Platforma Obywatelska nie poprze żadnego z kandydatów do fotela preyzdenta Radomia -  ani Kosztowniaka (PiS), ani Marcinkowskiego (Radomianie Razem) Zdecydowaliśmy tak po długich dyskusjach i rozmowach z wyborcami - mówią politycy i radni PO.

PO: nie popieramy żadnego kandydata 



Działacze Platformy przypomnieli na konferencji prasowej, że jeszcze podczas kamapnii wyborczej nie było prawdziwego dialogu, dyskusji na tematy programowe. - Owszem odpowiadaliśmy na pytania, braliśy udział w debatach, ale zabrakło prawdziwej wymiany poglądów dotyczącyh podstawowych problemów miasta - przekonuje Wojciech Gęsiak.

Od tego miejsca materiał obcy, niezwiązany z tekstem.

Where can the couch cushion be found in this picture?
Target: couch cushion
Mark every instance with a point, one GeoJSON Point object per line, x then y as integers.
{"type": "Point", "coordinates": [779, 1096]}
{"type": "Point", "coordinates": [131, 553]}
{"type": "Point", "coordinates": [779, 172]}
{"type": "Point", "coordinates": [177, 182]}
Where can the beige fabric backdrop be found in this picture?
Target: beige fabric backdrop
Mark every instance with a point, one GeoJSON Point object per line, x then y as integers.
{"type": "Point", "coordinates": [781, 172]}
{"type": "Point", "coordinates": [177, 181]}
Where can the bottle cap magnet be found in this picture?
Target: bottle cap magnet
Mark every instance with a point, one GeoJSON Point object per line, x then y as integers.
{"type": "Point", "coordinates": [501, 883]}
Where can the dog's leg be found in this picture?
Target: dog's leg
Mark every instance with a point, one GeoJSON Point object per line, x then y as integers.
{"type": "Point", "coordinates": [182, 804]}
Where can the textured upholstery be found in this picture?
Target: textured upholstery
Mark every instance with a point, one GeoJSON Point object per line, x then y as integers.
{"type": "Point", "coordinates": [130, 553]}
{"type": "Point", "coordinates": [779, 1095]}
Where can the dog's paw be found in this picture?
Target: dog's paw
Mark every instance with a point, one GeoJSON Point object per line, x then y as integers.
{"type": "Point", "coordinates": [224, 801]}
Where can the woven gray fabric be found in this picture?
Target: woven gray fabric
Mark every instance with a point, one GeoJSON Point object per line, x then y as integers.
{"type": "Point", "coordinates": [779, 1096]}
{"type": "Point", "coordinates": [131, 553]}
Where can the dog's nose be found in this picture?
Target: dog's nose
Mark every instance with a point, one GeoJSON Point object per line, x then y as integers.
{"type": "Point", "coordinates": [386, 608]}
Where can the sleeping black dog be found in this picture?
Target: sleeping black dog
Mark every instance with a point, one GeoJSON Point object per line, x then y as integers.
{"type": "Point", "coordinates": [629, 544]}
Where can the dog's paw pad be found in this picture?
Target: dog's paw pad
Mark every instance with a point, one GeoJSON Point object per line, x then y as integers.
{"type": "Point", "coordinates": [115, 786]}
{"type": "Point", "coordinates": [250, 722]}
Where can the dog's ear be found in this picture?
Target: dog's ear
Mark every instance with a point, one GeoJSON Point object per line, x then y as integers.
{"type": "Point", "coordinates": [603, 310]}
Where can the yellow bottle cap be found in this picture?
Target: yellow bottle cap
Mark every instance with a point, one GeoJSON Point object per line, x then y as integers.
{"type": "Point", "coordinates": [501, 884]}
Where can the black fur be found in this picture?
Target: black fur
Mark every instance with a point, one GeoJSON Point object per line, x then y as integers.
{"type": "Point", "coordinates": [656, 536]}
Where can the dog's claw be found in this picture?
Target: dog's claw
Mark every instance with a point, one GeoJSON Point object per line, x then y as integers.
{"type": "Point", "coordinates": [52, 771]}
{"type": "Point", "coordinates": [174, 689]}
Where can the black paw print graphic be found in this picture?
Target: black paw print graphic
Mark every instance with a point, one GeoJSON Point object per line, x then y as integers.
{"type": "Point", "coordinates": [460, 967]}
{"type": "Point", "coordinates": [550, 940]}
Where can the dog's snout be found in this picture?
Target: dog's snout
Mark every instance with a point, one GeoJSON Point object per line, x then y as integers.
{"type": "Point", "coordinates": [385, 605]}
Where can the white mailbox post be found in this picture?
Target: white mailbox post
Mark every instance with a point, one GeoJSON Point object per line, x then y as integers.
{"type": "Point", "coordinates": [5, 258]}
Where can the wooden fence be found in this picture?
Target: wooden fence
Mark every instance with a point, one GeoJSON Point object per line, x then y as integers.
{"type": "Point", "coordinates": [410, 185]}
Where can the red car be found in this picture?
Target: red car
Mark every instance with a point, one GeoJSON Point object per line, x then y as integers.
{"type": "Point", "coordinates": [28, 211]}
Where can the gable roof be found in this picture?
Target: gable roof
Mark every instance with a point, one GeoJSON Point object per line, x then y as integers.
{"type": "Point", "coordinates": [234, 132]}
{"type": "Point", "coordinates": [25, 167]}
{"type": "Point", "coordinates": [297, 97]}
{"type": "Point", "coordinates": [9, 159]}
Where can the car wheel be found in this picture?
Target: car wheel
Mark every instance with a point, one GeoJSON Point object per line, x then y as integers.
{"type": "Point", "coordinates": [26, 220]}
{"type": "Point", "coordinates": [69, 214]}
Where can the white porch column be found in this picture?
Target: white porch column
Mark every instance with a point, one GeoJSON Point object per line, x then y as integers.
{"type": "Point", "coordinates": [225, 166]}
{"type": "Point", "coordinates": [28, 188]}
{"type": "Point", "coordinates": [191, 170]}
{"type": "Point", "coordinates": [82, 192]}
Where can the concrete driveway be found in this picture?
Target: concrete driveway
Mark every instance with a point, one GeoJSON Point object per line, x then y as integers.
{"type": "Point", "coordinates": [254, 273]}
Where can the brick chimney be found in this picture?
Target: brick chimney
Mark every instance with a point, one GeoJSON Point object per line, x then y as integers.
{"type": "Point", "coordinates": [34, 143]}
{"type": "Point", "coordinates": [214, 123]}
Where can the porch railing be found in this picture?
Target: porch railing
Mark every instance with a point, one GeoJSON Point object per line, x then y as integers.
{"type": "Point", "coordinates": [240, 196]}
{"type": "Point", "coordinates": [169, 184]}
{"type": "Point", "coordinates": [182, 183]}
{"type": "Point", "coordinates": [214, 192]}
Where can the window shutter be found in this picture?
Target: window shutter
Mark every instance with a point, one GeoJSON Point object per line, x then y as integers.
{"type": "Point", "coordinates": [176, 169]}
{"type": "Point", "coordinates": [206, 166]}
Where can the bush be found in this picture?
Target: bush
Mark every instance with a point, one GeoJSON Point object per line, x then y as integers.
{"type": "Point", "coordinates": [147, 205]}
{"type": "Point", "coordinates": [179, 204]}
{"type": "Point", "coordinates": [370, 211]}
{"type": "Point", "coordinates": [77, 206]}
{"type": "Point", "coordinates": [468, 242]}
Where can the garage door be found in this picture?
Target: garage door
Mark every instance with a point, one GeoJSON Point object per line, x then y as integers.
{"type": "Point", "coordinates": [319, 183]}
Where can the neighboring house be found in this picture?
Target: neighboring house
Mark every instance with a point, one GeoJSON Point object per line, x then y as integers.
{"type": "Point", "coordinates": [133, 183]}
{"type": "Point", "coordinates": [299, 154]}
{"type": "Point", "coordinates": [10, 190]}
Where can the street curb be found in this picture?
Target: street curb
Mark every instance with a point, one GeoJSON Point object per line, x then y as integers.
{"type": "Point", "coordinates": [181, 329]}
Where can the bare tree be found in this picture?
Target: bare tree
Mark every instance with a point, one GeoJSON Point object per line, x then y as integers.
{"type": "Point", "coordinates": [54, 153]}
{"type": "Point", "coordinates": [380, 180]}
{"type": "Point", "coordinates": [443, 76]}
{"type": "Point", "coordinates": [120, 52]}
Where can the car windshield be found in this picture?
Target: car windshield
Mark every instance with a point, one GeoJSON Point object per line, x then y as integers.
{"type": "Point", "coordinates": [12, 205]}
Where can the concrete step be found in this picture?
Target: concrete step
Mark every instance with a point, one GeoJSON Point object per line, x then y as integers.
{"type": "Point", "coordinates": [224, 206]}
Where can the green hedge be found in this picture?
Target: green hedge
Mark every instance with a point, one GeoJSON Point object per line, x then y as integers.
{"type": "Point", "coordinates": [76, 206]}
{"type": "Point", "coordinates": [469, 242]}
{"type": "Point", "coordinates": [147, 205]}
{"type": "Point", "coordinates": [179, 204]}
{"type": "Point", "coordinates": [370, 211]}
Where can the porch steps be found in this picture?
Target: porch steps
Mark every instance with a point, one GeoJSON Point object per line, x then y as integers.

Zdaniem PO teraz również nikt nie podjął rozmów programowych. - Owszem spotykaliśmy się z przedstawicielami PiS, jednak o relaizacji naszego programu nie było mowy - dodaje uczesniczący w rozmowach senator Andrzej Łuczycki.

Poseł Ewa Kopacz zaznacza, że wyborcy Platformy nie mogą stać się kartą przetargową. - Będziemy popierać wszystkie rozsądne propozycje rady, takie które będą służyć Radomiowi i jego mieszkańcom - mówi Kopacz. - Ale na kupczenie stanowiskami nie zgadzamy się.

Zdaniem Gęsiaka dziś ani Platforma, ani jej wyborcy nie mają jasnej odpowiedzi na wiele nurtujących pytań. - Na przykład co nowa ekipa zamierza zrobić z długiem miasta? Czy projekt budżetu na przyszły rok, to cała wizja rozwoju miasta?- wylicza były kandydat partii na prezydenta Radomia.

Dlatego zdaniem polityków PO, każdy kto głosował na partię, powinien sam zdecydować na kogo odda głos. - Mocno zachęcamy do udziału w wyborach, bo frekwencja też ma wpływ na ostateczny wynik - przypominają radni Platformy. I podsumowują: trudno stwierdzić, który wybór jest lepszy.